Just like Wilfred Rubens I had really looked forward to hear Michael Wesch speak. I should have known that I would have been disappointed. This had nothing to do with Wesch, who is an insightful and entertaining speaker, but with the fact that I already know what he does. He focused on the lowest common denominator in the audience and that wasn’t me.
I guess you could say that he suffered from the exact problem that he is trying to solve in his educational practice: how do you stay significant when you stand in front of an audience in a design built for non-participation. The title of his talk “The Crisis of Significance and the Future of Education” is highly relevant. I thought it was unfortunate that he only focused on the first part of his title and did not talk about recent educational projects like his World Simulation Project.
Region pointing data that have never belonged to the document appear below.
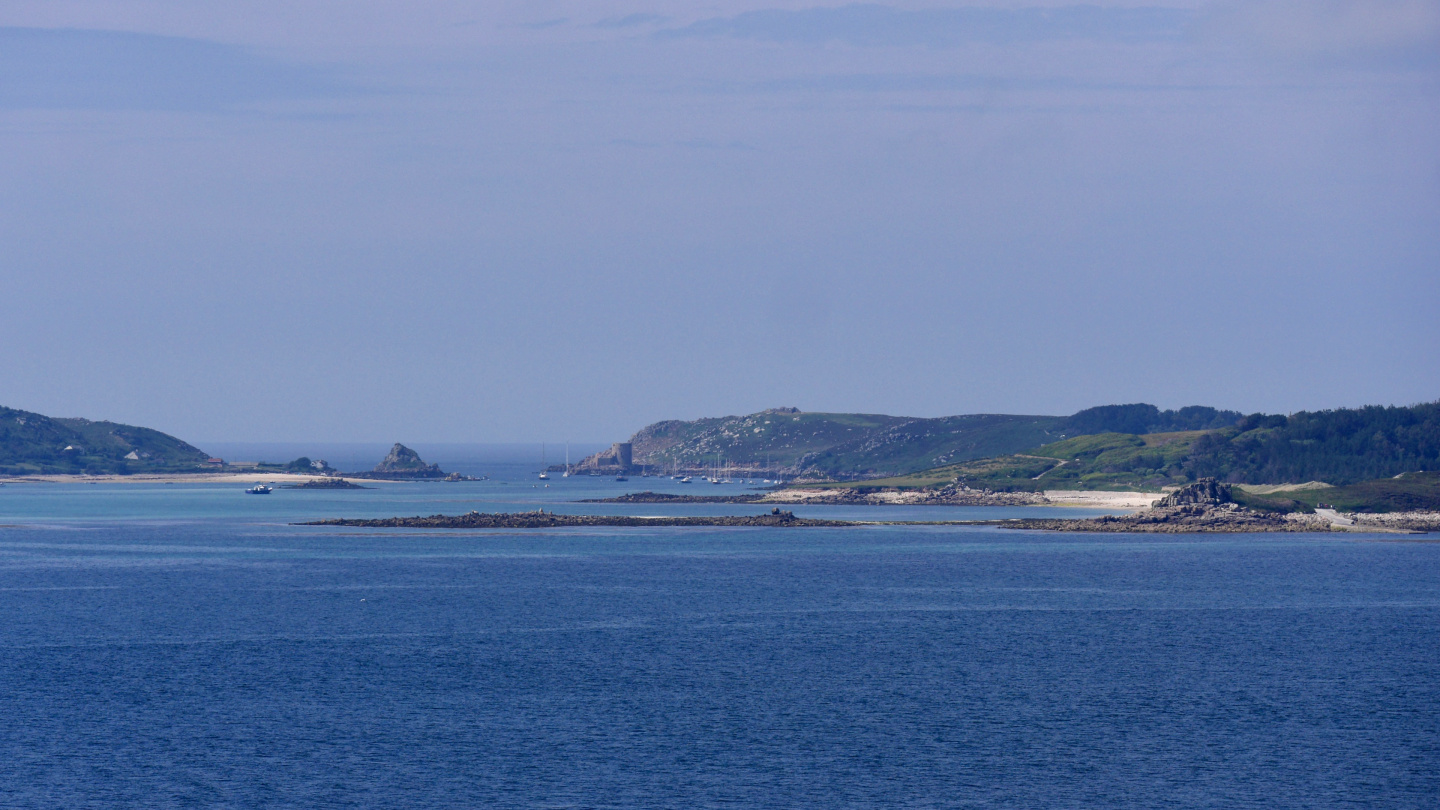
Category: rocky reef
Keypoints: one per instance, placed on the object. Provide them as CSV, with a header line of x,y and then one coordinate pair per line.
x,y
326,484
1200,508
552,521
402,464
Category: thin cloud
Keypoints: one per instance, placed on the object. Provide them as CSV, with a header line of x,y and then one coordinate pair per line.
x,y
631,20
873,25
107,69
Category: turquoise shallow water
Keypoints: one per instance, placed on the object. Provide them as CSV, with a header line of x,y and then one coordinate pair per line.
x,y
185,646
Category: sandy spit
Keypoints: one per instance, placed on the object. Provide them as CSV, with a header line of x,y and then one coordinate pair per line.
x,y
1103,499
167,479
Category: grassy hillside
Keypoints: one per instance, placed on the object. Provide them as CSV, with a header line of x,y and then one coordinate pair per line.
x,y
33,443
1403,493
867,446
1089,461
779,437
928,443
841,446
1339,447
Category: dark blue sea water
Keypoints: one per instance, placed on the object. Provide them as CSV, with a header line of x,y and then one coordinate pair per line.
x,y
182,646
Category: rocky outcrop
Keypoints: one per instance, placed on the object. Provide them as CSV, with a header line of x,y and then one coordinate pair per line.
x,y
402,464
326,484
1203,492
615,461
1194,518
775,518
949,495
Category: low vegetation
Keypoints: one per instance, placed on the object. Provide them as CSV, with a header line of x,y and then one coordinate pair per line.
x,y
38,444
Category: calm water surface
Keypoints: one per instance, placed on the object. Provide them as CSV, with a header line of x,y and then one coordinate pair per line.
x,y
185,646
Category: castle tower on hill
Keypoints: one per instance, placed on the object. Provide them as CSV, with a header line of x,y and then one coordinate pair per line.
x,y
624,453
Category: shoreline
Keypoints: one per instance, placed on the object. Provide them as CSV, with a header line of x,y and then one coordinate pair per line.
x,y
172,479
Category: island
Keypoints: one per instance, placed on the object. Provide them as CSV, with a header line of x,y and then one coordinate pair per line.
x,y
540,519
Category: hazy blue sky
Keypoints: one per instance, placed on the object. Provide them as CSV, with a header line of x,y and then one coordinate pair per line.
x,y
457,221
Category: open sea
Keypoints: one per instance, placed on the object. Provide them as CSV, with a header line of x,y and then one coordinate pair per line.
x,y
186,646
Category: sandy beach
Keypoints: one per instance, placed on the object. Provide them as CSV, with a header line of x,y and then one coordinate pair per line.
x,y
1103,499
167,479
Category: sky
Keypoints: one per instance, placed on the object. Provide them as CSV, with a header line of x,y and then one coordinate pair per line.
x,y
547,221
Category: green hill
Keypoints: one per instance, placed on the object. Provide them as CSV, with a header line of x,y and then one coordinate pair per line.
x,y
863,446
1409,492
1342,447
33,443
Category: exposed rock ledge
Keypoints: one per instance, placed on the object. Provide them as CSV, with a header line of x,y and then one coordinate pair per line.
x,y
552,521
943,496
1195,518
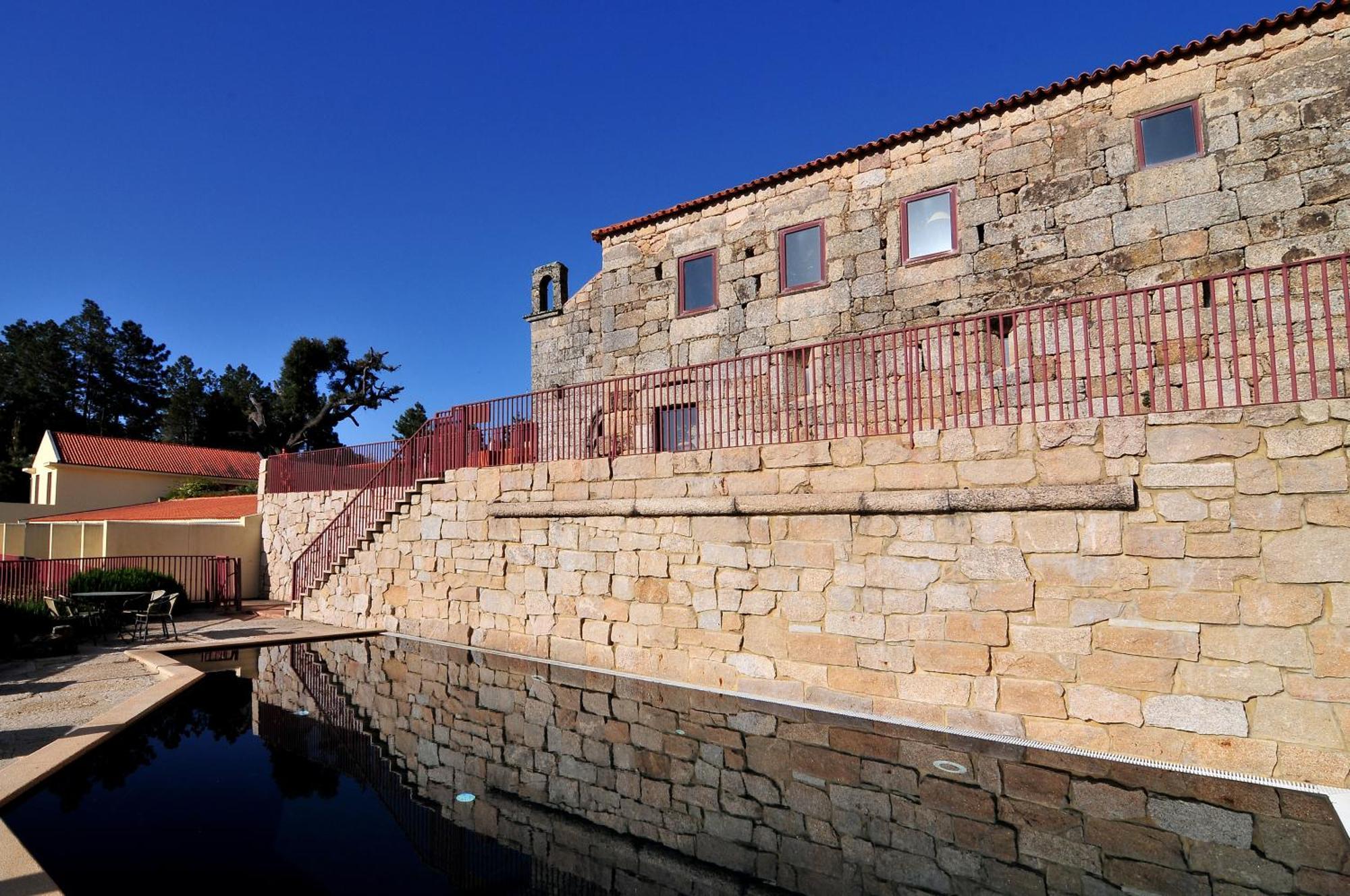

One slight disappointment was followed by a very pleasant surprise. The Berlin based media scholar Norbert Bolz gave a slide-less talk titled “From Knowledge Management to Identity Management”. This talk was highly conceptual and sociological (if not philosophical).
He talked about five Internet related phenomena and what kind of effects these are having on society:
- Serious play or the “paradise of work”. Bolz thinks there will be less of a difference between work and private time. Successful people will be absorbed in their work. The software tools that we buy are also toys. We should learn how to play with these tools (just like with toys) to use them effectively. Younger people are naturally the avant garde of this development.
- Self design, also known as branding yourself. Personal brands are humans who have learned how to catch people’s attention. He described a progression from broadcasting to narrowcasting to echocasting and considers Youtube to be a prime example.
- Identity management has to do with social wealth. He thinks we are living in the age of reputation and recommendation.
- Attention management is about the interrelation between ignorance and trust. To know more is to also know less. All our options are disproportionate to our available time resources. Attention should be considered a naturally scarce resource. There is huge battle for this resource in trying to grab our attention.
- Linking value is the most surplus value add in this century. This is because of the logic of networks. Bolz referred to Granovetter’s “ground breaking essay” The Strength of Weak Ties. Old social networks have strong ties, whereas the current social network have weak ties (e.g. a Facebook users with 2600 “friends”) . Networks with weak ties are more information rich while the information flow between strong ties is very small (he gave the example of how lover’s communicate).
All of these are topics which invite more exploration. I am looking forward to doing that over the next couple of weeks and will start with Granovetter’s essay.
Tomorrow is another day. I am hoping to see another keynote session and go to the Battle of the Bloggers (with Jay Cross, Wilfred Rubens and Stephen Warburton; looking forward to the strong language!).